Engage in small acts of kindness
You don’t need to be the Dalai Lama to teach kindness to your kids. Little acts of kindness count, too. “Letting someone merge in front of you on the freeway, letting an elderly person go in front of you in a long line at the store, putting your own needs a little bit to the side to support another — these are all ways to offer lived experiences of kindness,” Denham says.
“Children learn through watching behavior, so if you are demonstrating kindness, a child will pick up on that and imitate the behavior,” explains Schapiro. “Maintain eye contact when in conversation with someone and don’t be on your phone; say thank you to people who work in the service industry; introduce yourself to a new neighbor and bring them a treat — these small etiquettes are important.”
Read the right books
Kristen Mosier, a mom of three and one of the founders of the Cranford Unity Project, a local organization that works to promote inclusivity and help amplify the voices of marginalized groups, suggests making sure her kid’s library is stocked with fiction and non-fiction books that feature characters from different backgrounds, cultures and circumstance. “I hope that by hearing about diverse experiences, they begin to value and gain empathy for each unique story, while recognizing their own emotional experience,” she says. “These books also open the door for important discussions that lead to an increase in their learning and understanding.”
Take care of yourself
“Don’t just show kindness to others; know how to be kind to yourself as well,” Denham points out. “Letting your kids see you taking care of yourself helps model self-care and self-compassion. This begins with reflective self-awareness in the form of ‘I had a hard day at work today, what can I take off my plate tonight?’”
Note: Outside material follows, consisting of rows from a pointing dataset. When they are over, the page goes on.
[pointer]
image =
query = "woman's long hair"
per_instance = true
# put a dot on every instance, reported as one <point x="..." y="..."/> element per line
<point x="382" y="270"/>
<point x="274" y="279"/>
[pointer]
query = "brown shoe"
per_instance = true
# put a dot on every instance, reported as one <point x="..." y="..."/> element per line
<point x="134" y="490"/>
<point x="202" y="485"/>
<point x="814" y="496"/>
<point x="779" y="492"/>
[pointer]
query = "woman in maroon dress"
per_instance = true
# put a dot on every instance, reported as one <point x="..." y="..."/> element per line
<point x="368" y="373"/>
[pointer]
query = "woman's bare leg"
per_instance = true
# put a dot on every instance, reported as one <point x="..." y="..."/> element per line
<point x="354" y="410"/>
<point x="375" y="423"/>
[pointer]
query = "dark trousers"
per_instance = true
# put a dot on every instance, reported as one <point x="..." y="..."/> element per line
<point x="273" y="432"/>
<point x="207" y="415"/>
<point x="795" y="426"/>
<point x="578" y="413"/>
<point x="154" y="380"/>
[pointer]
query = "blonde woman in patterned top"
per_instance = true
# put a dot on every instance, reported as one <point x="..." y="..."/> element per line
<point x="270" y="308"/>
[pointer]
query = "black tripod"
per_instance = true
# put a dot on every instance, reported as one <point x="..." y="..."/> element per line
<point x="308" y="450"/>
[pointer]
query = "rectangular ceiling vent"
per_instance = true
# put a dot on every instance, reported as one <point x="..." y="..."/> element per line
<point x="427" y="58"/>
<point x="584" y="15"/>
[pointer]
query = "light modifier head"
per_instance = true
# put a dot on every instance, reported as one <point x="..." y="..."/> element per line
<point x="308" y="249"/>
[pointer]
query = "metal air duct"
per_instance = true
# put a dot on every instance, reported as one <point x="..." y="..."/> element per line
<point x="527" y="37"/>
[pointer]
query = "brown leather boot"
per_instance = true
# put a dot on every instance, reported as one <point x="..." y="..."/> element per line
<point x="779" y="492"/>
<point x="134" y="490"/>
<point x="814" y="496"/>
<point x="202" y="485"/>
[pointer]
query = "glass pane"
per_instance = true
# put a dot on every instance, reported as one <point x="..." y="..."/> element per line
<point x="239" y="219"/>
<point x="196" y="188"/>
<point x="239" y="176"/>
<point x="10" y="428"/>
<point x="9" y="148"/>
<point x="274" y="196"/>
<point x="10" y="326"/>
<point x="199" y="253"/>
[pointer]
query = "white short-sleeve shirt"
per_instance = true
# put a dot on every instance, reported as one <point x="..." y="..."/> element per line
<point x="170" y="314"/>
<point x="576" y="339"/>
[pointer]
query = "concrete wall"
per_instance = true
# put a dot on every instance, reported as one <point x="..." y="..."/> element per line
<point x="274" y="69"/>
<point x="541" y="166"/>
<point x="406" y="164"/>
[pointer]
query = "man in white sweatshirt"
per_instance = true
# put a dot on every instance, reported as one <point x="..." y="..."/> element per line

“Help your child get involved in neighborhood projects, such as food pantries and other volunteer opportunities, like supporting recycling or fundraising for charities,” Grover says, adding that it can be an especially good option for older kids who seem to have missed the boat. “I worked with a teenager who was extremely disrespectful to his parents and had a toxic sense of entitlement. His parents were deeply discouraged by his behavior and no amount of therapy seemed to be making a difference,” recalls Grover. “One summer, they forced him to take a job helping children with severe disabilities.” Grover notes that the job entailed carrying the children down to the beach, holding them up in the water and helping feed them during meals. When shopping, Grover explains, the teen pushed the kids in wheelchairs and had to navigate crowded malls where “no one seemed to care” how hard life was for these kids. “That summer profoundly changed him,” Grover says. “He cried in my office about how unfair life was for these children. He suddenly had an appreciation for his privileged life, his parent’s generosity and his health and physical mobility — things he had never considered before. He matured massively, and the experience changed the course of his life.”